Sport et migrants : une course d’obstacles vers l’intégration

Le sport est souvent présenté comme un langage universel capable de créer des liens entre ceux qui le pratiquent. Si l’inclusion des demandeurs d’asile dans la société d’accueil a toujours représenté un défi de taille, le sport pourrait se présenter comme une potentielle solution. Pourtant, sur le terrain, la partie est loin d’être gagnée.
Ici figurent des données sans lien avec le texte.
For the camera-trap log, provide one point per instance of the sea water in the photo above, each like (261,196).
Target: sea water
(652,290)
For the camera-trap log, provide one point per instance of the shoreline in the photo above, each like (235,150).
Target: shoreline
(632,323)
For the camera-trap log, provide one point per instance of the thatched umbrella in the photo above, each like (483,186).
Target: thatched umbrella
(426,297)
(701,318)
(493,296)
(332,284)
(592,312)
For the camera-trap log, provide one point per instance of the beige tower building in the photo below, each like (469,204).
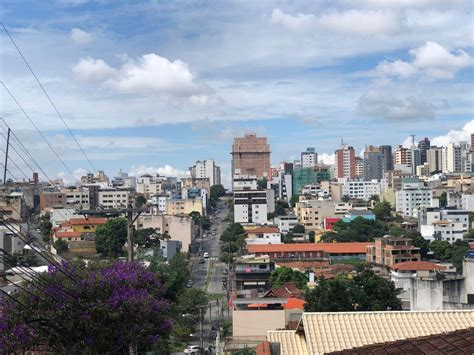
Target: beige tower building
(251,156)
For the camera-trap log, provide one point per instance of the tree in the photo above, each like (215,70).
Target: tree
(443,199)
(299,228)
(285,274)
(365,292)
(383,211)
(140,200)
(104,308)
(61,246)
(111,236)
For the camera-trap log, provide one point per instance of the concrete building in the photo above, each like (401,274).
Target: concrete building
(309,158)
(345,162)
(206,169)
(250,206)
(179,227)
(251,156)
(413,196)
(363,190)
(113,198)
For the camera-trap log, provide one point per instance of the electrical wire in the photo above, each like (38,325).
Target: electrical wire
(47,96)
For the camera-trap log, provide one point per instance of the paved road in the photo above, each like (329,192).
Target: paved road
(211,245)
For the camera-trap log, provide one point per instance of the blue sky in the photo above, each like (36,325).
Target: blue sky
(156,85)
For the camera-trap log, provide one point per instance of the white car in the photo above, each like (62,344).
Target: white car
(192,349)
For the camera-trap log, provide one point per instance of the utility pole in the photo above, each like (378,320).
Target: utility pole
(6,157)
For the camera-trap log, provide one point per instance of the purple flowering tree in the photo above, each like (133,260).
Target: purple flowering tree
(97,309)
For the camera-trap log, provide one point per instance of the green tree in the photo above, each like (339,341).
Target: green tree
(111,236)
(299,228)
(383,211)
(285,274)
(61,246)
(140,200)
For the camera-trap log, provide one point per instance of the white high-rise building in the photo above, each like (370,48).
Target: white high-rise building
(309,158)
(206,169)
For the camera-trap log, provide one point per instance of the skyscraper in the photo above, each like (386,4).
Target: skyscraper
(423,146)
(251,156)
(345,162)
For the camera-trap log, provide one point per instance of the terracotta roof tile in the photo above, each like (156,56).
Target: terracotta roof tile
(332,248)
(417,266)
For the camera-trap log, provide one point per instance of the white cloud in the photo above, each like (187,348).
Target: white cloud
(327,158)
(300,22)
(431,59)
(166,170)
(377,105)
(363,22)
(149,74)
(80,37)
(93,70)
(455,135)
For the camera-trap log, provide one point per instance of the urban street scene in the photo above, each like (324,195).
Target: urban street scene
(236,177)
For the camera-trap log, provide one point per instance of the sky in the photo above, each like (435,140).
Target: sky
(153,86)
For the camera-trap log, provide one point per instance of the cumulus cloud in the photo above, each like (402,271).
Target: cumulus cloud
(327,158)
(149,74)
(455,135)
(300,22)
(80,37)
(361,22)
(431,59)
(378,105)
(166,170)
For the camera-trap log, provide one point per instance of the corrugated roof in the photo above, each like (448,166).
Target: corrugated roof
(416,265)
(336,248)
(457,342)
(92,220)
(329,332)
(291,342)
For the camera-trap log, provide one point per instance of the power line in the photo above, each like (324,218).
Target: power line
(47,96)
(38,130)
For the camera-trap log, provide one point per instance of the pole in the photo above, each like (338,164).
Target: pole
(130,233)
(6,157)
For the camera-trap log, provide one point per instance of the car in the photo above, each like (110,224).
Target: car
(193,349)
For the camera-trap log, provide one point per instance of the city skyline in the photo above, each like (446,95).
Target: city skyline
(400,74)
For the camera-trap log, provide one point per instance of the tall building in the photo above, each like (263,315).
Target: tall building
(345,162)
(423,146)
(309,158)
(387,157)
(251,156)
(434,158)
(206,169)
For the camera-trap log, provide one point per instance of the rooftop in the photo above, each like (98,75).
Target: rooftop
(417,266)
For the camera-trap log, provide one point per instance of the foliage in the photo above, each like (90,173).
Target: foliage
(419,242)
(99,309)
(357,230)
(140,200)
(61,246)
(45,225)
(111,236)
(365,292)
(299,228)
(285,274)
(383,210)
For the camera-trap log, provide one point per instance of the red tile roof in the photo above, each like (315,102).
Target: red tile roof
(417,265)
(84,221)
(60,234)
(332,248)
(263,230)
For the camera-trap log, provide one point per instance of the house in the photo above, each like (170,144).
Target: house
(333,251)
(329,332)
(263,235)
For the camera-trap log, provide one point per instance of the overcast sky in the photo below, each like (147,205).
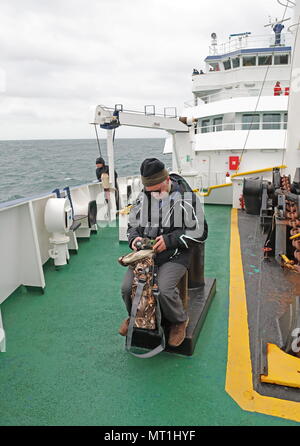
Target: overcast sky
(60,58)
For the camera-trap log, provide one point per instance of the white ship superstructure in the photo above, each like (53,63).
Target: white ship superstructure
(240,114)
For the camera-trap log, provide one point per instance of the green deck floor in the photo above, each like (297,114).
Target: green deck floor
(66,365)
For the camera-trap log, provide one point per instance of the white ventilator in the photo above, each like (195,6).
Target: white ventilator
(58,220)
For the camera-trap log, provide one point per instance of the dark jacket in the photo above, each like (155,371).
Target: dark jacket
(179,218)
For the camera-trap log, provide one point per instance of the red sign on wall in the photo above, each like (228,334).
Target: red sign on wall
(234,162)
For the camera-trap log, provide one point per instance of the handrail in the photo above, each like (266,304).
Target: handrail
(252,41)
(219,186)
(268,169)
(240,126)
(206,194)
(239,93)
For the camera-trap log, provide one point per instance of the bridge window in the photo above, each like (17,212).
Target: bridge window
(214,66)
(249,61)
(250,121)
(217,127)
(205,126)
(281,59)
(271,121)
(227,64)
(265,60)
(236,62)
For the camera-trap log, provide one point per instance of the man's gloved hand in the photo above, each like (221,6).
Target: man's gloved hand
(160,244)
(134,242)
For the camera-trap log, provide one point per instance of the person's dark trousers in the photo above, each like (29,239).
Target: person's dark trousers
(169,274)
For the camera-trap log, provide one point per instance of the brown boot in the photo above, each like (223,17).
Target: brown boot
(124,327)
(177,333)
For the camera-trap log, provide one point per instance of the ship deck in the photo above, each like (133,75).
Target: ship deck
(66,364)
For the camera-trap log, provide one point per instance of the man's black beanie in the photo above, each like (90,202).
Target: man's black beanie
(153,172)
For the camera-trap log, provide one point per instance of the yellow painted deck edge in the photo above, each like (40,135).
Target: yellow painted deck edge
(283,369)
(239,368)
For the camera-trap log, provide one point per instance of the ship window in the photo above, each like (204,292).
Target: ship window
(236,62)
(217,127)
(271,121)
(227,64)
(250,121)
(205,126)
(249,61)
(285,121)
(214,66)
(265,60)
(281,59)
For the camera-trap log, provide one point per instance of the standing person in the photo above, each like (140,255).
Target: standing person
(102,168)
(277,30)
(163,212)
(277,89)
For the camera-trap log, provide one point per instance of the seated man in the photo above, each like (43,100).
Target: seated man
(164,212)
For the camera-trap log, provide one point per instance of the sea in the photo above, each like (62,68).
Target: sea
(30,168)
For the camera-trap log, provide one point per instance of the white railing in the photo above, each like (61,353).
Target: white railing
(209,179)
(238,93)
(282,125)
(248,41)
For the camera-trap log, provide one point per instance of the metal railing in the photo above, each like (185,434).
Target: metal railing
(236,93)
(248,41)
(232,126)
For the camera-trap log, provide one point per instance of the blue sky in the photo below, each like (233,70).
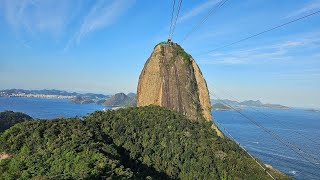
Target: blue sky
(101,46)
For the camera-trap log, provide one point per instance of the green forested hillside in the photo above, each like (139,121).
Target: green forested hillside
(133,143)
(10,118)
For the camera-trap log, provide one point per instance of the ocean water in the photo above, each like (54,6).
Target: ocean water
(298,127)
(47,108)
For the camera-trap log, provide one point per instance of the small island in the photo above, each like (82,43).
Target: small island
(220,107)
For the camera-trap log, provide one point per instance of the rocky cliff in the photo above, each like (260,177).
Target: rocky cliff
(171,78)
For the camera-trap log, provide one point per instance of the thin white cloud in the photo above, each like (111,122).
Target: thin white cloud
(37,16)
(198,9)
(269,53)
(314,5)
(103,14)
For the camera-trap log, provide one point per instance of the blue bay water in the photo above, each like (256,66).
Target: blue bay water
(47,108)
(299,127)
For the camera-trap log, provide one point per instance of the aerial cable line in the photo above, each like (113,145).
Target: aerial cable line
(265,31)
(175,21)
(264,114)
(234,139)
(173,5)
(275,136)
(204,19)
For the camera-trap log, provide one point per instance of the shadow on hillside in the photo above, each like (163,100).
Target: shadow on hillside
(140,170)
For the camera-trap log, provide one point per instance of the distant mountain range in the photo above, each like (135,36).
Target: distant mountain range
(248,103)
(119,99)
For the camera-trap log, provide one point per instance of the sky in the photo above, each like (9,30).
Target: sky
(101,46)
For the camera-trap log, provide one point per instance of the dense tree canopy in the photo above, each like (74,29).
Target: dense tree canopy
(10,118)
(132,143)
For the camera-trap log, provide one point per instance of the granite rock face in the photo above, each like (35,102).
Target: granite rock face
(171,78)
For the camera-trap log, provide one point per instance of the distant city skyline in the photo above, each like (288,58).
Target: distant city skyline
(101,46)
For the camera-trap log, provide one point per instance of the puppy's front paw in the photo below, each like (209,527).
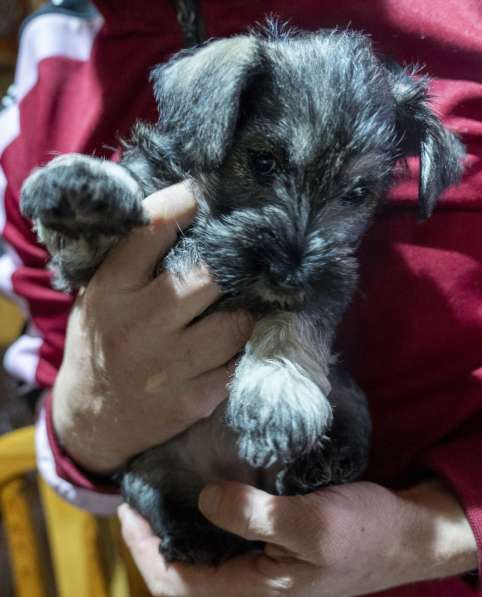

Jennifer Lejoly 26-05-2025 Alter Échos n° 523

Perché sur les hauteurs de Spa, l’ancien hôtel Sol Cress s’est transformé en centre Fedasil et accueille depuis 2021 près de 400 résidents. Nichée dans les bois surplombant la ville, la structure amène un peu de vie au milieu du silence de la nature. En effet, cet après-midi-là, le jardin du centre d’accueil est plutôt animé. Parmi les quelques résidents qui se dorent la pilule sur le court de tennis, ceux qui bavardent paisiblement sur un banc, et ceux qui écoutent de la musique à fond en fumant le narguilé, chacun vaque à ses occupations en profitant du beau temps. À l’intérieur du bâtiment, l’agitation ne faiblit pas. Les discussions fusent dans toutes les langues, reflétant la diversité du centre spadois, où pas moins de 45 nationalités se côtoient. Entre le russe, le farsi, l’arabe ou encore le pachto, chacun est soigneusement redirigé vers un collaborateur polyglotte qui pourra répondre aux requêtes des uns et des autres.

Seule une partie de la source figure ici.